Espérons, ô mon frère, que cette sérénité de regard qui voit ces choses va se joindre à votre zèle et à votre courage. L’homme et le monde, en s’élevant, marchent de la terreur à la confiance, en même temps que de l’aveuglement à la lumière. La lumière montre la beauté des choses que cachaient les ténèbres. Un des vices trop peu remarqués de la nature humaine, c’est l’esprit de blasphème, cet esprit qui dénigre, qui voit noir et qui parle noir. « Si vous avez la vie nouvelle, dit saint Paul aux chrétiens, déposez l’aigre levain de la vieille forme : colère, indignation, malignité, blasphème. » Oui, à mesure que l’homme se renouvelle en Dieu, le blasphème cesse et la reconnaissance vient avec la lumière. L’homme cesse de voir en noir ce jardin de la terre, de blasphémer la vie et son auteur. Peu à peu il découvre l’immense beauté des choses, et dans les biens présents la magnificence des promesses. Gardons-nous de nos impatiences idéales vers la perfection absolue, et du mépris des biens présents et relatifs. Que d’hommes se tuent corporellement par la recherche d’une santé parfaite, par le mépris et par la stagnation des forces suffisantes qu’ils ont, mais qu’ils n’emploient pas ! Et, dans la vie des âmes, que d’âmes, au moment où Dieu les inspire, s’éloignent de Dieu, par je ne sais quelle froideur chagrine, sous prétexte d’indignité, en attendant un temps meilleur ! Et quand on a perdu, dans l’ingrate inertie, ses forces d’âme ou de corps, on sent qu’alors, avant cette perte, on possédait la vie assez pour conquérir la vie plus abondante. Quant à moi, je sais, par une longue expérience, qu’un des plus grands obstacles de ma vie a été l’ignorance et le dédain du bien présent. On attend un présent meilleur pour l’exploiter, et ce présent meilleur ne peut venir que du présent réel et actuel que l’on délaisse et que l’on détruit. Et les méchants, par leur noir et sinistre esprit, et les bons, par leur impatience exaltée ou par leur inquiétude ingrate, conspirent dans ce dédain.
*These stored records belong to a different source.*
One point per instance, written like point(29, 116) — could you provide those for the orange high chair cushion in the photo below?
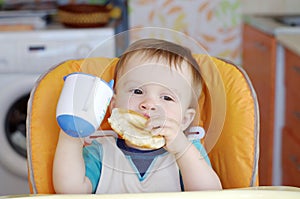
point(234, 156)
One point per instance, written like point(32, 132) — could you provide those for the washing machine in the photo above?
point(24, 56)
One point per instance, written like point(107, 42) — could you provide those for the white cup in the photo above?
point(82, 104)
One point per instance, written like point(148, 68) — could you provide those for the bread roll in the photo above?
point(130, 126)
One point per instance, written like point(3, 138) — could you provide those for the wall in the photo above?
point(214, 24)
point(271, 7)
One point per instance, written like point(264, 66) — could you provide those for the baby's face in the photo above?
point(153, 88)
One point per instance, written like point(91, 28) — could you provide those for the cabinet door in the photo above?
point(259, 57)
point(290, 158)
point(292, 93)
point(291, 133)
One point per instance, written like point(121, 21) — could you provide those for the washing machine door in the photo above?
point(15, 91)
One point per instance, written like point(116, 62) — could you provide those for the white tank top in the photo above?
point(119, 175)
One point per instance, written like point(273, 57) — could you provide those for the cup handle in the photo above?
point(89, 97)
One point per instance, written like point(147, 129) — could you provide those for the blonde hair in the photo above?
point(158, 49)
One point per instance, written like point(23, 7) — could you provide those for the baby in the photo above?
point(160, 80)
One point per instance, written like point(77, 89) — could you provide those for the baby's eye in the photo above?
point(137, 91)
point(168, 98)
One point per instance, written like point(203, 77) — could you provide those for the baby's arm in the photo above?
point(69, 168)
point(196, 173)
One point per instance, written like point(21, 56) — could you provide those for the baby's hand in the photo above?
point(176, 141)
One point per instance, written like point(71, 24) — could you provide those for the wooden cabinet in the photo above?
point(259, 61)
point(291, 132)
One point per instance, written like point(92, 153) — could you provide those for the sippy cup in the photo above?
point(82, 104)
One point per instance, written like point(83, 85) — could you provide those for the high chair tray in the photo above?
point(254, 192)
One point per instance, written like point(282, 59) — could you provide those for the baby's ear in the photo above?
point(188, 118)
point(112, 103)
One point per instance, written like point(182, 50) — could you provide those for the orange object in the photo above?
point(234, 156)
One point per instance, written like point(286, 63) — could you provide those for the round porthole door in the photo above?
point(13, 112)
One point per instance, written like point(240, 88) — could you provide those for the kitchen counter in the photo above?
point(270, 25)
point(290, 41)
point(286, 35)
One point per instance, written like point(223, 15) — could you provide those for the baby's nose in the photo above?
point(148, 105)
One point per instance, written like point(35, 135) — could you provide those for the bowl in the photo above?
point(84, 15)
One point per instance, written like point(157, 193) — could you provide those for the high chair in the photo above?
point(234, 156)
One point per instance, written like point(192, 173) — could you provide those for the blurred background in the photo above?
point(260, 36)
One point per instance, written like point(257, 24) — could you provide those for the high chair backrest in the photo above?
point(234, 156)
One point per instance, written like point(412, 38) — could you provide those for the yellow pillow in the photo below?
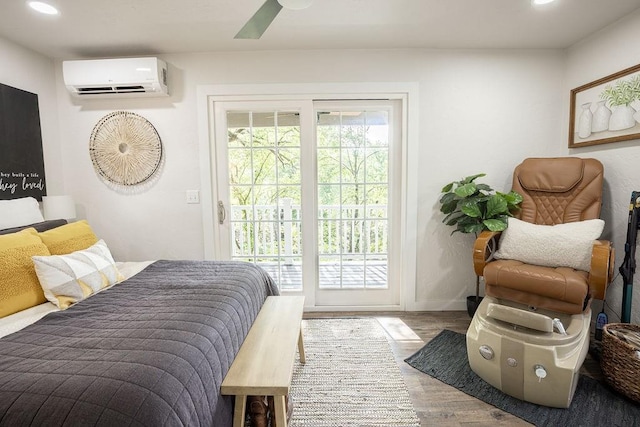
point(67, 279)
point(19, 286)
point(68, 238)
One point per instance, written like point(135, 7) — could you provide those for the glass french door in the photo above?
point(303, 191)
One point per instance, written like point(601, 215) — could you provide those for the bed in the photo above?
point(150, 350)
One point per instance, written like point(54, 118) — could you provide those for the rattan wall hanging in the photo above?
point(125, 149)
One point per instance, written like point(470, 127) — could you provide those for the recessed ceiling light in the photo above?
point(42, 7)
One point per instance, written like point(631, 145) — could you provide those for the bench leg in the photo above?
point(301, 348)
point(239, 411)
point(281, 411)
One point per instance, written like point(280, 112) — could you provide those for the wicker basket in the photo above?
point(620, 362)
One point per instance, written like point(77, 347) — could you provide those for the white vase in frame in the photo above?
point(636, 106)
point(584, 121)
point(601, 117)
point(622, 118)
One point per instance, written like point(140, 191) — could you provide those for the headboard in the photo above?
point(39, 226)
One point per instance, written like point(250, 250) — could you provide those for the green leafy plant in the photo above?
point(624, 92)
point(472, 207)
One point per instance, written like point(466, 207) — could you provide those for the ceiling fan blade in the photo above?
point(257, 25)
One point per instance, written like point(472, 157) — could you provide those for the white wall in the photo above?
point(24, 69)
point(612, 49)
point(480, 111)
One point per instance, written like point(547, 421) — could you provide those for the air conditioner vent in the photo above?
point(113, 78)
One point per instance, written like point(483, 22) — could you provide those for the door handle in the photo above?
point(222, 213)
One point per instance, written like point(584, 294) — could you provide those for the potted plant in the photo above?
point(472, 207)
point(619, 97)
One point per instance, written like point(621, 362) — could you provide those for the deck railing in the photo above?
point(271, 231)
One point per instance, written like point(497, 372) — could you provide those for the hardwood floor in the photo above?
point(436, 403)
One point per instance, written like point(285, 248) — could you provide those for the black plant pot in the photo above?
point(472, 304)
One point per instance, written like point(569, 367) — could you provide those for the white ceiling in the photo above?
point(105, 28)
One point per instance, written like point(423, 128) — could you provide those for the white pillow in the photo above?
point(19, 212)
point(67, 279)
point(561, 245)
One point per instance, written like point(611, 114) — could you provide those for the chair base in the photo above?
point(522, 357)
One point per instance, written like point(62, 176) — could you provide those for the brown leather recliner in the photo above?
point(555, 191)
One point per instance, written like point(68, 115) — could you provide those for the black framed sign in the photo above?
point(21, 157)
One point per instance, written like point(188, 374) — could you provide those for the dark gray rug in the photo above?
point(594, 403)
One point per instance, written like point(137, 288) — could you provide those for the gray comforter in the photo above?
point(151, 351)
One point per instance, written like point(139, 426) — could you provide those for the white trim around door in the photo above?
point(405, 93)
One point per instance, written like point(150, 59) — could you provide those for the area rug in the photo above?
point(594, 404)
point(350, 378)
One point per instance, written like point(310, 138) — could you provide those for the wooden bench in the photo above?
point(264, 364)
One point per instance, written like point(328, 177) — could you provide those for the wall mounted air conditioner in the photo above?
point(116, 78)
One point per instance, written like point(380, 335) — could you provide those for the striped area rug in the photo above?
point(350, 379)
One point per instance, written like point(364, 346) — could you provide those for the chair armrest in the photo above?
point(602, 266)
point(483, 250)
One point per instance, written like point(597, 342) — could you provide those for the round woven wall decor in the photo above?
point(125, 148)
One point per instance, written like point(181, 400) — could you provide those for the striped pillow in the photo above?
point(68, 279)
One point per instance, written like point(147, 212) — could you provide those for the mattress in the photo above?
point(152, 350)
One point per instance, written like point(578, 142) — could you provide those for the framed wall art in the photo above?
point(606, 110)
point(21, 155)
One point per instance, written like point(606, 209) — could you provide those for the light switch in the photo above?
point(193, 196)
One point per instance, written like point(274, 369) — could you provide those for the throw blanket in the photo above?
point(152, 350)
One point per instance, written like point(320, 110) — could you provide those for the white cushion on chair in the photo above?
point(561, 245)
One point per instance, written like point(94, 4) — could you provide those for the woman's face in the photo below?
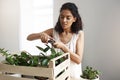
point(66, 19)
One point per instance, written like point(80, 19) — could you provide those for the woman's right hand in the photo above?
point(44, 37)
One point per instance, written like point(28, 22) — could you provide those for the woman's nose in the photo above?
point(64, 20)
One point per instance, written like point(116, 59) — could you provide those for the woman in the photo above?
point(68, 36)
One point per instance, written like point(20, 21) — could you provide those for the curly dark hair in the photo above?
point(76, 26)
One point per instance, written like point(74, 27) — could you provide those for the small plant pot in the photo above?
point(89, 79)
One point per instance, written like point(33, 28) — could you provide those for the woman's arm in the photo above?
point(44, 36)
point(79, 49)
point(76, 57)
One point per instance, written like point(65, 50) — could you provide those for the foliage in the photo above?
point(89, 73)
point(26, 59)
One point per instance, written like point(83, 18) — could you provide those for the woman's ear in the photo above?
point(75, 19)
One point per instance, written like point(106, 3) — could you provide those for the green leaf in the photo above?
point(46, 49)
point(40, 48)
point(45, 62)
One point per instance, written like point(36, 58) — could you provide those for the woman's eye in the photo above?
point(68, 18)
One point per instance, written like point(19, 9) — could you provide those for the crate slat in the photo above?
point(5, 77)
point(50, 72)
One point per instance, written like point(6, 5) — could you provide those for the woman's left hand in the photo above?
point(58, 45)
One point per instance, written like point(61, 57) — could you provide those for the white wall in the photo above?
point(101, 25)
point(101, 20)
point(9, 24)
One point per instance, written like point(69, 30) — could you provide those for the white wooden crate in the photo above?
point(50, 72)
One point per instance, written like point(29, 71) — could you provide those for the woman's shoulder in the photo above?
point(80, 33)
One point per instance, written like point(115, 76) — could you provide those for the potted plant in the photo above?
point(89, 74)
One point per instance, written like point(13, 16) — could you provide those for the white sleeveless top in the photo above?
point(75, 69)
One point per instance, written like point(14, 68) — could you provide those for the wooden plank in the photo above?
point(4, 77)
point(64, 75)
point(51, 72)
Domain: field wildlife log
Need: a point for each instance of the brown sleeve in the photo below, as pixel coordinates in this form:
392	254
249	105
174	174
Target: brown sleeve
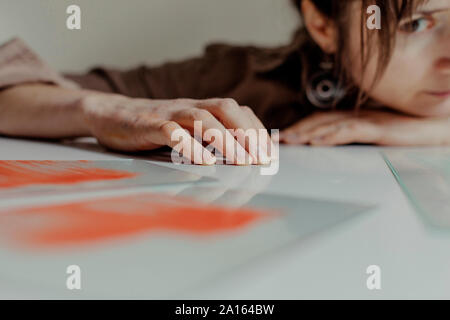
264	79
19	64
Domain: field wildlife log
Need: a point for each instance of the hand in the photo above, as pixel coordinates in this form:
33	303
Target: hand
127	124
370	126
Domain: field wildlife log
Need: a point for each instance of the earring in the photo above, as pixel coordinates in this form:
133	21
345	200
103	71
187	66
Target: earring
324	90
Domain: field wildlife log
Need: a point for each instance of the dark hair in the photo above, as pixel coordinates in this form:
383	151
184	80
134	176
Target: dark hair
392	13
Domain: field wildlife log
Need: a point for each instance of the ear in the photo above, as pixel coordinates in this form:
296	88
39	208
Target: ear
321	28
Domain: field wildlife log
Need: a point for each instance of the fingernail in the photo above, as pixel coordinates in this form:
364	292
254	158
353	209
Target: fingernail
210	158
290	137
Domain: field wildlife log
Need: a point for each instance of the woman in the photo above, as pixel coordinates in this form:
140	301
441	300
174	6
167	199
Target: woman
389	87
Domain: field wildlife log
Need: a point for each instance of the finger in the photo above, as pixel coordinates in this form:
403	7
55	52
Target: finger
291	134
222	139
230	114
172	134
266	148
349	131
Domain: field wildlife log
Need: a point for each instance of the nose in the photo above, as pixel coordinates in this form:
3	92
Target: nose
443	66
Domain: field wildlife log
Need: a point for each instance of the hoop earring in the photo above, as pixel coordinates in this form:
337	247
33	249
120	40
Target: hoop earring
324	90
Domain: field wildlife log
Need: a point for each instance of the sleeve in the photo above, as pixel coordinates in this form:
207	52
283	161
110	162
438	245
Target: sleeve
19	64
219	70
262	78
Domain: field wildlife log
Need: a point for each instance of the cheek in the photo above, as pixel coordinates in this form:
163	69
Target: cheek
402	81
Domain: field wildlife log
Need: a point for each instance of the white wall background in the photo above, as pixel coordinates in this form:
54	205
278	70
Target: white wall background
128	32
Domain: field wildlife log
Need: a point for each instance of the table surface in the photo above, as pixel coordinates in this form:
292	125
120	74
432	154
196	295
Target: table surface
332	264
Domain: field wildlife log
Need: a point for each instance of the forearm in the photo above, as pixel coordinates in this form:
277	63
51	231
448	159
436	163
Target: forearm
42	111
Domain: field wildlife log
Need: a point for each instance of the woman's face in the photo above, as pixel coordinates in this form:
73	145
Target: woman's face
417	78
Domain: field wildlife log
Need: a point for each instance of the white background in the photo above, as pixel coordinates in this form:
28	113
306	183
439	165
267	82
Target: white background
125	33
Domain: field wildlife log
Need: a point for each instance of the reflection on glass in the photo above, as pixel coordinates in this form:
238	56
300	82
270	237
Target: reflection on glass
424	175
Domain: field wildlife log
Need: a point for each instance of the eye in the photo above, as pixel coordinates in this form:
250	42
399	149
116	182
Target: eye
417	25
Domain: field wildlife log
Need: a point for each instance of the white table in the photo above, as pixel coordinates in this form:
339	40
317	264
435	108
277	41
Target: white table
415	262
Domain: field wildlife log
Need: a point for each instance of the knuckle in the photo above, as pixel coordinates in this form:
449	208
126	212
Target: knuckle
227	105
167	127
201	114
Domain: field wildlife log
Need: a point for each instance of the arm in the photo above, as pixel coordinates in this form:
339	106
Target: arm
42	111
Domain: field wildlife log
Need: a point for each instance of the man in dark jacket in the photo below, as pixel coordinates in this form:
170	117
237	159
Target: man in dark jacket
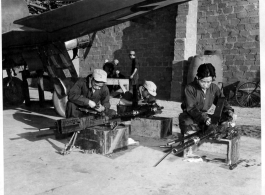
199	97
90	92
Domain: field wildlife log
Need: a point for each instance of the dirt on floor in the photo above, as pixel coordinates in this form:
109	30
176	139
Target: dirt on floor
35	166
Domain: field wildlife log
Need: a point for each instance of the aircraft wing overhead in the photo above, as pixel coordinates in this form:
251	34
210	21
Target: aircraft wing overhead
87	16
75	13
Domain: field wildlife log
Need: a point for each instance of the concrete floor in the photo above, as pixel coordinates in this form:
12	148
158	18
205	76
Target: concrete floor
34	166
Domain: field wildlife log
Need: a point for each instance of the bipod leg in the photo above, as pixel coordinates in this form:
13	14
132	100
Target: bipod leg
70	145
181	139
163	158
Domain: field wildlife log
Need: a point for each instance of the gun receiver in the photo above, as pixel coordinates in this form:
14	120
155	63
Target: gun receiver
64	126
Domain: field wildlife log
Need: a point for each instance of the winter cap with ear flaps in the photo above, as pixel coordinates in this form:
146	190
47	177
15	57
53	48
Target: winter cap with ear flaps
100	75
151	87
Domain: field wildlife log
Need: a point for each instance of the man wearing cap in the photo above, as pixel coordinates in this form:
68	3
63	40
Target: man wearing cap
89	92
199	97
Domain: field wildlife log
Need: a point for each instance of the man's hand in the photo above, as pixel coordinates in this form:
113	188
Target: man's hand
208	121
141	102
230	113
100	108
91	104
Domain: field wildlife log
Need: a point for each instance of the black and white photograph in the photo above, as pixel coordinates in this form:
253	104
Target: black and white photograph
132	97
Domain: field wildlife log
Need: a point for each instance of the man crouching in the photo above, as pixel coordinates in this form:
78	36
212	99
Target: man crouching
199	97
91	93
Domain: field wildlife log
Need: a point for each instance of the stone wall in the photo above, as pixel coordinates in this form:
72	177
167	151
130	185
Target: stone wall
233	28
150	36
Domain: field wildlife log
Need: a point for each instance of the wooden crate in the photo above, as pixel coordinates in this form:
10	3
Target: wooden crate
223	150
106	140
155	127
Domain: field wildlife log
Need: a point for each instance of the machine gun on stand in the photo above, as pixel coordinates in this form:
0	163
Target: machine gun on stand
75	125
214	131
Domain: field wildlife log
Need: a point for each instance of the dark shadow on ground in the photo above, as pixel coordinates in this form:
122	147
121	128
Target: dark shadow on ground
46	109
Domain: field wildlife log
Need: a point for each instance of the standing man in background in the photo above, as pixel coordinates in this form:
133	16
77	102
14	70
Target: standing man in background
134	76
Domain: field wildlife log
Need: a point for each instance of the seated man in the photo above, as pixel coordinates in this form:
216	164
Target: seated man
199	97
89	92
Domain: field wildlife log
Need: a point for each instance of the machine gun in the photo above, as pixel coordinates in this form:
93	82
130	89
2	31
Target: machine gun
75	125
214	131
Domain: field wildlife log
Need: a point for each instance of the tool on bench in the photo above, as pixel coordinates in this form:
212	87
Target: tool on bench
75	125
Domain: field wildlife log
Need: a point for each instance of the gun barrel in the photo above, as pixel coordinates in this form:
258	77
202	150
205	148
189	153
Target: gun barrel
47	128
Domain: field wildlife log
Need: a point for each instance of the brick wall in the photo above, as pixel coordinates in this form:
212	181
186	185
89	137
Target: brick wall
161	42
233	28
151	36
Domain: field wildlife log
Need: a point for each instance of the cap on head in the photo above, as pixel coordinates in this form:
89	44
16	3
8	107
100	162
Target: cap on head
132	52
100	75
206	70
151	87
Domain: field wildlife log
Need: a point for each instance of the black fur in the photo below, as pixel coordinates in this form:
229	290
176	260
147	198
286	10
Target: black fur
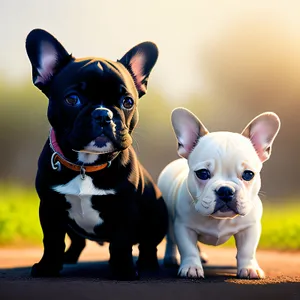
136	214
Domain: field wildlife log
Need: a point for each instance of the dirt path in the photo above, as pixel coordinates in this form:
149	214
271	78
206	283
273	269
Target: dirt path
89	278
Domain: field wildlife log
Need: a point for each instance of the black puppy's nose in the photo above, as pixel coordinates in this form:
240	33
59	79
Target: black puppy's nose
102	115
225	193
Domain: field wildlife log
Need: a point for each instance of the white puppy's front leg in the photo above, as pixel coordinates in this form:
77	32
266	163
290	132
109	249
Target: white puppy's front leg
186	239
246	243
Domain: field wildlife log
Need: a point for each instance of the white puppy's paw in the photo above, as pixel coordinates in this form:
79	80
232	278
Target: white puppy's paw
188	271
170	261
251	273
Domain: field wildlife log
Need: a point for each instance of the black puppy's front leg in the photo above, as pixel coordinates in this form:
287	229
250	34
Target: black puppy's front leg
78	243
121	260
53	221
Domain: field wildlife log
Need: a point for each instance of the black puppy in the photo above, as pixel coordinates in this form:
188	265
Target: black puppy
89	180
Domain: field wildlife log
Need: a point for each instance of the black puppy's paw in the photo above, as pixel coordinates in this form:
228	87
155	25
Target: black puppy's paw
41	270
71	257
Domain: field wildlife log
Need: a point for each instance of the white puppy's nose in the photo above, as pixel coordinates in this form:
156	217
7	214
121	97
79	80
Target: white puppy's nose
225	193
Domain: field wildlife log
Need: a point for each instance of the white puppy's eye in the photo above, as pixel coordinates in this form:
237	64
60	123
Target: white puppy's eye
247	175
127	103
203	174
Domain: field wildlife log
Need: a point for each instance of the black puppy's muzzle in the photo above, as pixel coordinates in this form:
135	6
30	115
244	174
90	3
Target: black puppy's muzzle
225	193
102	116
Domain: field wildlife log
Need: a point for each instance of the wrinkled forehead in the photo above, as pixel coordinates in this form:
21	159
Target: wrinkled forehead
226	148
96	73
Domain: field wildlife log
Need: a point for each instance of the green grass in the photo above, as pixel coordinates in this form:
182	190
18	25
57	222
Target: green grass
19	222
280	226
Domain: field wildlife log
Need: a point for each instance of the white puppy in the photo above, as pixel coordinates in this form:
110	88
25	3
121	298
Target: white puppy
212	192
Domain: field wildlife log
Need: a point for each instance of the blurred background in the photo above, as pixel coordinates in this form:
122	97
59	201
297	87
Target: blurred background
227	61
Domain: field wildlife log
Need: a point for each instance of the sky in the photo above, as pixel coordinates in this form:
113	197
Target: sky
182	30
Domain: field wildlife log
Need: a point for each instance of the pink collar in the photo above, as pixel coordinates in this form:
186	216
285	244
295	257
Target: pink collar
58	159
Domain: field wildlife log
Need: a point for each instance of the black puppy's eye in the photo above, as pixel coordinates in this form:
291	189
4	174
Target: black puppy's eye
72	100
203	174
247	175
127	103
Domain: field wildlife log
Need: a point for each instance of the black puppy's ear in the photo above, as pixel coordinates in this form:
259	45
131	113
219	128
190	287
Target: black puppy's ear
139	61
47	57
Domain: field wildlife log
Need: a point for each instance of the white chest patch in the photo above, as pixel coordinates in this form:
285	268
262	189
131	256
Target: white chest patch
79	194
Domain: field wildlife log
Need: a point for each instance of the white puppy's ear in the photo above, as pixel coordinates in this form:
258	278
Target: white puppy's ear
188	129
262	131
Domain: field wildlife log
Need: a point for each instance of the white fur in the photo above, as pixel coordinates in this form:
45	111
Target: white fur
191	201
79	194
89	158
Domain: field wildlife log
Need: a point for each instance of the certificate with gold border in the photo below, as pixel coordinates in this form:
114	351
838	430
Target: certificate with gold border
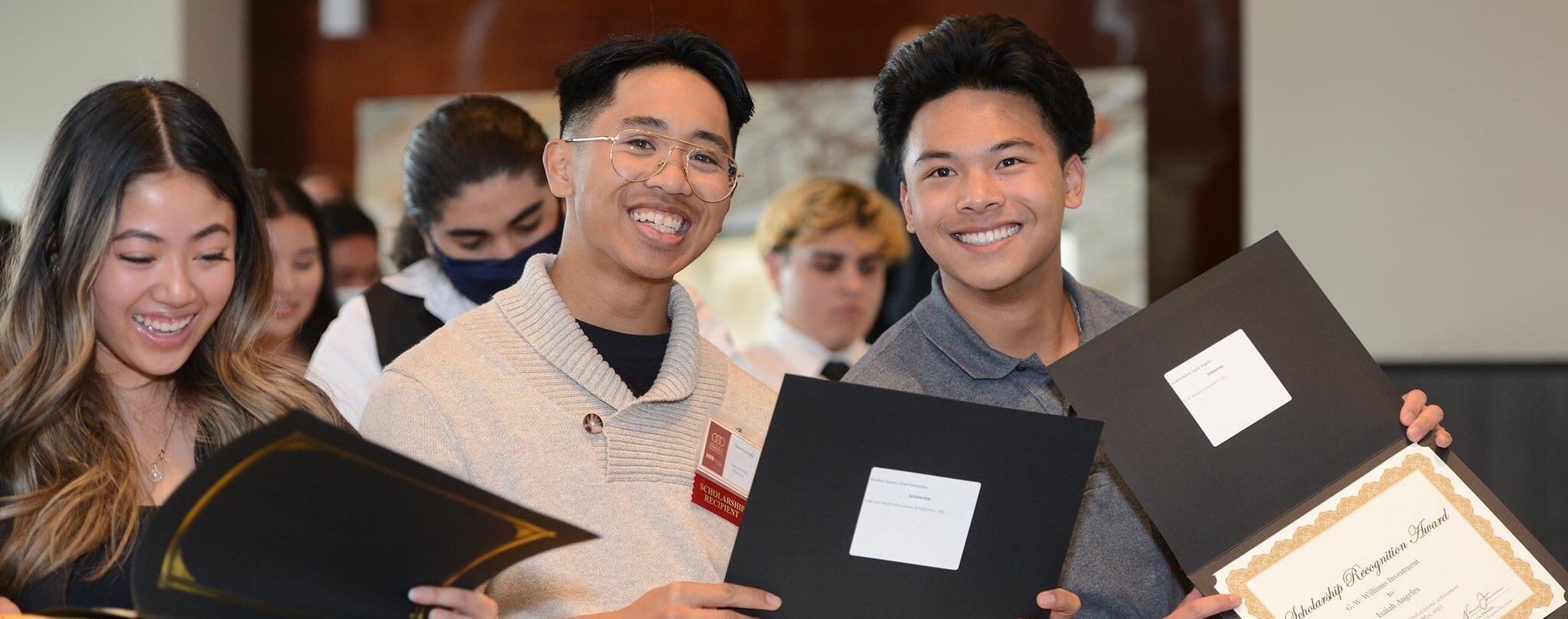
1263	442
1406	541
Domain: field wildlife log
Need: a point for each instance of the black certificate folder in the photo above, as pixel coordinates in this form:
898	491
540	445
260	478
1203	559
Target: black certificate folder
880	503
1240	408
300	519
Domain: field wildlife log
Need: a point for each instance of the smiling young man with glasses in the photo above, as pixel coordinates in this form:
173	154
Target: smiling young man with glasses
583	391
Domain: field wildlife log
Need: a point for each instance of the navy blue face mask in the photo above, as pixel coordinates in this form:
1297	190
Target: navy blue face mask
482	279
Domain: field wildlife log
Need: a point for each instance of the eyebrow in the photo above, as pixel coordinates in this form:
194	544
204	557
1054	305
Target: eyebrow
516	220
1014	143
659	124
146	236
929	155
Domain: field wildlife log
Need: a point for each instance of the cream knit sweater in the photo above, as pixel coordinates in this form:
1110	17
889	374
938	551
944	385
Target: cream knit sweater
498	399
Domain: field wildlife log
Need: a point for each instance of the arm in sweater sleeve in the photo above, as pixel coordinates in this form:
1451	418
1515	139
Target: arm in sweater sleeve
408	417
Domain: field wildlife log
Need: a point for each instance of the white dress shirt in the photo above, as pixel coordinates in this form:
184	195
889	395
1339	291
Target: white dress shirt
785	350
345	363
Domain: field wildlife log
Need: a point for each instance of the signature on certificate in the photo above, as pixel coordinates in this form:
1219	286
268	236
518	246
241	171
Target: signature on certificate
1482	602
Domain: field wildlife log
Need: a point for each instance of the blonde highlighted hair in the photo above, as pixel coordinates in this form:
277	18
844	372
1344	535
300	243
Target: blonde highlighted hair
68	464
821	206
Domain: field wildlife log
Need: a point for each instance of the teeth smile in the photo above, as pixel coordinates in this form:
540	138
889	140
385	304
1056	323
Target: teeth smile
662	221
988	236
164	327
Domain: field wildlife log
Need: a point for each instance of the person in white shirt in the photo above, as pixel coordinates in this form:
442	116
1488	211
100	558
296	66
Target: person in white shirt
474	188
827	245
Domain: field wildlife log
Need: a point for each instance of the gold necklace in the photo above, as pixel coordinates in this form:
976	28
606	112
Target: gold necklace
155	469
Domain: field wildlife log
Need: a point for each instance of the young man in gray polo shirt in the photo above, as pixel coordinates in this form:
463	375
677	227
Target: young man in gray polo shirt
987	125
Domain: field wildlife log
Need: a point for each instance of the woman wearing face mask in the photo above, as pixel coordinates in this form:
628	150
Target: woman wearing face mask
303	303
140	282
474	188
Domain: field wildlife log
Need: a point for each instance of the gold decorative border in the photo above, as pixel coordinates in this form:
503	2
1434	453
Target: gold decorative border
178	577
1237	580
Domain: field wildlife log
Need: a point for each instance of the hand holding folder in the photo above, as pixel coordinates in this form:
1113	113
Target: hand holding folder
300	519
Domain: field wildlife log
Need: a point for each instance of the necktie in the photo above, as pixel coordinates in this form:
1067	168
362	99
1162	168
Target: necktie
835	370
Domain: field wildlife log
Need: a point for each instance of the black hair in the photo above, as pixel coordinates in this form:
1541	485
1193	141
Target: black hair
585	83
465	142
286	198
984	52
344	218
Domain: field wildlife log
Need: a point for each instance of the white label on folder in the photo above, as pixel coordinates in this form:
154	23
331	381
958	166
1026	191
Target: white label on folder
916	519
1228	387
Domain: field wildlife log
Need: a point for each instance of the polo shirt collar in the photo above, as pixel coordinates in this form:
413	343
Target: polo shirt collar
944	328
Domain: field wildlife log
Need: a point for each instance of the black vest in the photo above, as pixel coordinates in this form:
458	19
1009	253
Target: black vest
399	320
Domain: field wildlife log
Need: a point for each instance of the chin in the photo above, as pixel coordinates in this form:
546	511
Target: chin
160	366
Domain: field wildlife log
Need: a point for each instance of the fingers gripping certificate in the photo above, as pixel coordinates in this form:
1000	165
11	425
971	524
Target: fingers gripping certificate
1406	541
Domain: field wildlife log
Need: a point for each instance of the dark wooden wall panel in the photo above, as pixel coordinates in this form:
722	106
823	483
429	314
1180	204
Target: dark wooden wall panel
305	88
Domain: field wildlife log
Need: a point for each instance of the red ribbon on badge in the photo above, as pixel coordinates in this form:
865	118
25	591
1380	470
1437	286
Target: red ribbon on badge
719	499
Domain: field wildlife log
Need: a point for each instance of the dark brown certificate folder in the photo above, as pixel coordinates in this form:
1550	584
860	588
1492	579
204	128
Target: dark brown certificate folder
300	519
1213	494
841	457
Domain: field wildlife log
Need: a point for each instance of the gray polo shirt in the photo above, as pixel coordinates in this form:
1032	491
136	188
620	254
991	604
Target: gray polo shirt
1117	563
La vraie sagesse, dans la sérénité, voit autrement. Elle voit dans l’homme et dans le monde trois choses : des germes magnifiques, des lois qui développent les germes, et l’obstacle moral qui les arrête. Elle voit que, en tout, l’état du monde, des peuples et de chaque homme, d’ordinaire, est tout ce que comporte la vie morale qu’on a. Vous parlez d’esclavage ! Êtes-vous capables de liberté ? Soyez capables de liberté, et dites : Que la liberté soit ; la liberté sera, et tout le reste ainsi.

Il n’y a donc pas lieu à la sombre violence qui brise et tue pour arriver à vivifier. Il n’y a pas lieu à détruire la société contemporaine pour la refaire sur un plan meilleur. Il n’y a pas lieu à ces risibles et impuissants efforts de génie fou, d’héroïsme effaré qu’on dépense à créer l’organisation sociale véritable. L’organisation sociale véritable, ô mon frère, bien avant que vous fussiez né, est, depuis l’origine, créée de Dieu et donnée de Dieu dans ses bases essentielles et dans les lois qui la développent ; tout aussi bien que l’organisation de votre corps était créée de Dieu, dans le sein maternel, bien avant qu’il vous fût possible de le savoir et de le vouloir.

Encore une fois, comprenez-le. Ce qui se fait en nous et dans le monde, sans nous ou malgré nous, par la bonté de Dieu et par ses lois providentielles, est toujours beaucoup plus de la moitié de l’œuvre. Nous, nous avons à saisir, à comprendre, à suivre, à obéir et à continuer. Mais surtout, — là est notre grandeur et notre royauté, — nous avons à connaître et à vaincre, par la raison et par la liberté, et par d’héroïques entreprises, quand il le faut, l’obstacle, l’obstacle moral, qui s’interpose entre l’homme et les dons de Dieu.